Между тем сектанты всякого рода — хотя многие учений их ополчаются и на правительство и на самого царя — по существу, явление реакционное, помышляющее не о духовном освобождении человека, а о замене одного вида рабства другим, иногда еще более жестоким и изуверским.
Я бы не стал вступать в бесцельный спор о том, что хотел сказать писатель, которого уже нет в живых. Но перед работой над этими заметками волей-неволей пришлось обратиться к первоисточнику — книге Н. А. Бродского: «И. С. Тургенев и русские сектанты» (1922). Книга оказалась интересной, но неубедительной.

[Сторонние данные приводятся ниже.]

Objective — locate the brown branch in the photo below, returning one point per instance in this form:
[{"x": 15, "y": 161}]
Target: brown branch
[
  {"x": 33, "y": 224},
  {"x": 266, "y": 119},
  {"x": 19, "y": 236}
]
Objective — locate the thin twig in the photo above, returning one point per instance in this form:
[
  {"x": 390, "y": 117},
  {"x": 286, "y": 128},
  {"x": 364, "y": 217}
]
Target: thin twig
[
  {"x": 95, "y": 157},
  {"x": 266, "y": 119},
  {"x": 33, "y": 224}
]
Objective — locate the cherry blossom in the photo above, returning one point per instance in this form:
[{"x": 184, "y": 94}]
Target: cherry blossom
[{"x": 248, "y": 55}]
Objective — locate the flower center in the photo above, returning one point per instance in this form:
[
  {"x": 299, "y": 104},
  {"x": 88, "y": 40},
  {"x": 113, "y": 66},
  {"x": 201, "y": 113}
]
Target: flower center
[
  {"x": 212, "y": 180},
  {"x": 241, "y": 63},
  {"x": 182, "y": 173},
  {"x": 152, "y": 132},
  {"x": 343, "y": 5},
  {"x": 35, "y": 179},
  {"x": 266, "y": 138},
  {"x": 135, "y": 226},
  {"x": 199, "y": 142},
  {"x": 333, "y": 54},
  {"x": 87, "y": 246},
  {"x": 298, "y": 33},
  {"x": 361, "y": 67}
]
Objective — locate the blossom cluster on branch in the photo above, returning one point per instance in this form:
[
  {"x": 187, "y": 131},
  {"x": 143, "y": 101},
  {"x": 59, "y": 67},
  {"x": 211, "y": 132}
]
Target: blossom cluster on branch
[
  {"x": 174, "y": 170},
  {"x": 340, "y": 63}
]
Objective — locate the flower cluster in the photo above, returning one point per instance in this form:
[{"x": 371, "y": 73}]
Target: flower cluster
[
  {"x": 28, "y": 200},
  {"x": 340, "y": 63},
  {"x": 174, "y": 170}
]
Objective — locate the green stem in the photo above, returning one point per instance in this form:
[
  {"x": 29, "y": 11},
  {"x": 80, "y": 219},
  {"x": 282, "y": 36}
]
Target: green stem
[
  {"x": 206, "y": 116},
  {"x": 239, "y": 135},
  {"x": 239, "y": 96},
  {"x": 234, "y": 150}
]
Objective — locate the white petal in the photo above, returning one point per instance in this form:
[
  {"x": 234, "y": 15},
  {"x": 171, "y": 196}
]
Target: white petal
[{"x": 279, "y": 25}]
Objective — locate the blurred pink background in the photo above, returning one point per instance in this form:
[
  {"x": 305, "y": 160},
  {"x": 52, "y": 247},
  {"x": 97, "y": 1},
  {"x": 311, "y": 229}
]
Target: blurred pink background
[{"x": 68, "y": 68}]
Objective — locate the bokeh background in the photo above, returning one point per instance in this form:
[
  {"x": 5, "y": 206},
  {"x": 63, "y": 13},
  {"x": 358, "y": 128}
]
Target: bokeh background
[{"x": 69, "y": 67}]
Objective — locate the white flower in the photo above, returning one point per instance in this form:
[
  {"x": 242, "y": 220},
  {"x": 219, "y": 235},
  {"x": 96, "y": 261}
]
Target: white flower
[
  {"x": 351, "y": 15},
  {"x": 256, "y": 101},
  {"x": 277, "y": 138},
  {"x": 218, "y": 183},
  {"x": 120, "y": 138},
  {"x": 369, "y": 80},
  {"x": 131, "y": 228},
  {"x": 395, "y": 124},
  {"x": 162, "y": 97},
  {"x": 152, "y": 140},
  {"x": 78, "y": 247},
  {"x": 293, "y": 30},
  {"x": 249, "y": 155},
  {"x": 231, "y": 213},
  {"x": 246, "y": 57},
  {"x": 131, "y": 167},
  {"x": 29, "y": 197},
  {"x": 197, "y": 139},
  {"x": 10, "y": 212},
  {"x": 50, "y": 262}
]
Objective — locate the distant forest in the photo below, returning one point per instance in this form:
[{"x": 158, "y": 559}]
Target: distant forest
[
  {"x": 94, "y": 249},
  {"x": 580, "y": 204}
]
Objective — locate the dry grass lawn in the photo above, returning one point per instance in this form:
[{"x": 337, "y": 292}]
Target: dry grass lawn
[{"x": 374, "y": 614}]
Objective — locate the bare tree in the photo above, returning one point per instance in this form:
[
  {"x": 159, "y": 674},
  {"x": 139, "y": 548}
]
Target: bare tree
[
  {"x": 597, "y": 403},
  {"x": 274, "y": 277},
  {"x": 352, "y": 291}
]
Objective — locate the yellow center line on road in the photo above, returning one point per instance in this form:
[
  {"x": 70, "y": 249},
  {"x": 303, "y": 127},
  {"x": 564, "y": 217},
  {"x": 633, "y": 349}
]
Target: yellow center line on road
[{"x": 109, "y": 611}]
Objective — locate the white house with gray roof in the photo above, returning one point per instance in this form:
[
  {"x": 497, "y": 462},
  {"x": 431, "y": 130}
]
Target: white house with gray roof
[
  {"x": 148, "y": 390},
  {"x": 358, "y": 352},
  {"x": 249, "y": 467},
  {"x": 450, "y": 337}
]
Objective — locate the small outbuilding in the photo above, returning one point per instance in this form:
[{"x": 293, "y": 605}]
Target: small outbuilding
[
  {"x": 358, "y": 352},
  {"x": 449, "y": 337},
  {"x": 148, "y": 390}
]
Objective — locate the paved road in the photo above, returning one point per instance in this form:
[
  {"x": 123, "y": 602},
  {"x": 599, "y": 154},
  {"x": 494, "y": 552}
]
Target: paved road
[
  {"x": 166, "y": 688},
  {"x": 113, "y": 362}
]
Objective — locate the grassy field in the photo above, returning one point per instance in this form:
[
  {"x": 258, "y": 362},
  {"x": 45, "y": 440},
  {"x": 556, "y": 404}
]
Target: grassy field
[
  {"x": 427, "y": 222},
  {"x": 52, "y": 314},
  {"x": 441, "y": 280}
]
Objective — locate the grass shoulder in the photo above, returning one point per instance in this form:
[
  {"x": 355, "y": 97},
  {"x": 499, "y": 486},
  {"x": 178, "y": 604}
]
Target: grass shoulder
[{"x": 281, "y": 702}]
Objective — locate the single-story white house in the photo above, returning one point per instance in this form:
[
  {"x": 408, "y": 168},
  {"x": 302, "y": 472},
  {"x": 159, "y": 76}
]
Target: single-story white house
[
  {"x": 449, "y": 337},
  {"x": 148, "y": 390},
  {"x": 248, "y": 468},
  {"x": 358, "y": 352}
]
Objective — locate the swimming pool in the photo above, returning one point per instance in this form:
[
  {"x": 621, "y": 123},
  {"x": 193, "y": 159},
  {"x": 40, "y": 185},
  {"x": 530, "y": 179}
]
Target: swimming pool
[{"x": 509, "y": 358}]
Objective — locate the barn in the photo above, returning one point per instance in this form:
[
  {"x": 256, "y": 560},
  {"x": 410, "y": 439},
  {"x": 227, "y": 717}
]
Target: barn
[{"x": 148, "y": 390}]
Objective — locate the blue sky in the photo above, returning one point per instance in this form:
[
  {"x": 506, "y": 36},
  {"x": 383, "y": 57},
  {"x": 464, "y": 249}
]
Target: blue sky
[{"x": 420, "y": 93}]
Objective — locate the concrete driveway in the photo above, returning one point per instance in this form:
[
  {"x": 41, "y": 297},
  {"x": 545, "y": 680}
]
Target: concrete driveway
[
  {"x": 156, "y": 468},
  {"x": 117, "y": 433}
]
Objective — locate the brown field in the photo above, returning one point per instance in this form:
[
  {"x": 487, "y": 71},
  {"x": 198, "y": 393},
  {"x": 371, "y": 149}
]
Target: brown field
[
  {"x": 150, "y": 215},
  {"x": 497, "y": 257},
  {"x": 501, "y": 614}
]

Чем гуще нагнетает автор доказательства своей смелой гипотезы, начиная от подсчета количества слов «странный», употребленных в рассказе, до сопоставления ритма прибаутки «А зовут меня Касьяном, а по прозвищу блоха...» с ритмами сектантских песнопений, чем больше он восторгается способностью Тургенева интуитивно постигать народно-революционное движение, тем непонятней становится Касьян.
Еще больше падают в цене доказательства сектантства Касьяна после того, как, перечислив их и посчитав почему-то известный стих из Евангелия от Луки какой-то особой сектантской заповедью, Н. Бродский признает:
«Бесспорно, встретившись с Касьяном, Тургенев не знал, что пред ним один из членов секты бегунов; образ сектанта вырисовался перед ним позже, после написания рассказа, в итоге бесед с И. С. Аксаковым.
По мнейию Н. Бродского, беседы с И. С. Аксаковым, собиравшим в те годы материал о сектантах, задним числом открыли Тургеневу Касьяна как представителя этой секты.
Предположим, Н. Бродский прав.
При этом предположении нас все равно не перестает интересовать вопрос: что Тургенев имел в виду, изображая Касьяна до того, как узнал сам, что его Касьян — сектант?
Какую он преследовал цель? Какую идею пытался выразить в образе Касьяна?
Рассказ написан в начале 1851 года и, по сути дела, завершал «Записки». Психологически вероятно, что автор завершающего рассказа (а Тургенев давал честное слово, что «Записки» прекращены навсегда) пожелал высказать завершающие мысли по поводу крепостничества, пожелал бы изобразить или, по крайней мере, намекнуть на то протестующее начало, о котором изящно выразился историк Ю. Самарин: «Крестьяне стали довольно часто подвергать своих помещиков телесным исправительным наказаниям». Это предположение тем более вероятно, что в остальных рассказах протестующее начало никак явно не выражено. А между тем работая над «Записками», Тургенев собирался написать рассказ под названием «Землеед», в котором изображалась расправа дворовых с мучителем-помещиком. Были заготовлены и другие наметки на подобные темы, но Тургенев понимал, что «никакая тогдашняя цензура их бы не пропустила».
Может быть, в образе Касьяна и запрятана такая тема? На поверхности рассказа этого не видно, а предположение о сектантах ничего не дает и уводит в сторону.
В оглавлении цензурной рукописи, написанной рукой Тургенева, сказано: «22.9. Касьян с Красивой Мечи» — и проведена горизонтальная черта, указывающая, что рассказ должен быть переставлен на девятое место, вслед за «Бежиным лугом» (цифра 22 зачеркнута).
Эта перестановка не случайна. Беседы ребят о тайных силах и заговорах, о разрыв-траве, о предопределенности смерти, о голу́бке — праведной душе явились удачным комментарием к характеру Касьяна. Это заготовки полуязыческого, полухристианского, детски-мечтательного, наивного, но независимого касьяновского мировоззрения.
Н. Бродский объясняет веру Касьяна в существование за теплыми морями райских земель бегунским стихом. А зачем ходить так далеко? Земли с кисельными берегами, птицы Сирин и Гамаюн — традиционные атрибуты русских сказок и песен. И ребята из «Бежина луга», которых не заподозришь в знании бегунских псалмов, ведут такой разговор:
«— Это кулички летят, посвистывают.
— Куда же они летят?
— И туда, где, говорят, зимы не бывает.
— А разве есть такая земля?
— Есть.
— Далеко?
— Далеко, далеко, за теплыми морями».
Сопоставление «Касьяна» с «Бурмистром» приводит к более серьезным выводам.
Тургеневский кучер аттестует Касьяна как мужика «неабнакавенного» и «несоразмерного», то есть не отвечающего обычным представлениям об оброчном крепостном мужике.
В конце «Бурмистра» перед нами самый обыкновенный оброчный — старик Антип, безропотное, бессловесное существо, придавленное гнетом старосты, бурмистра, помещика.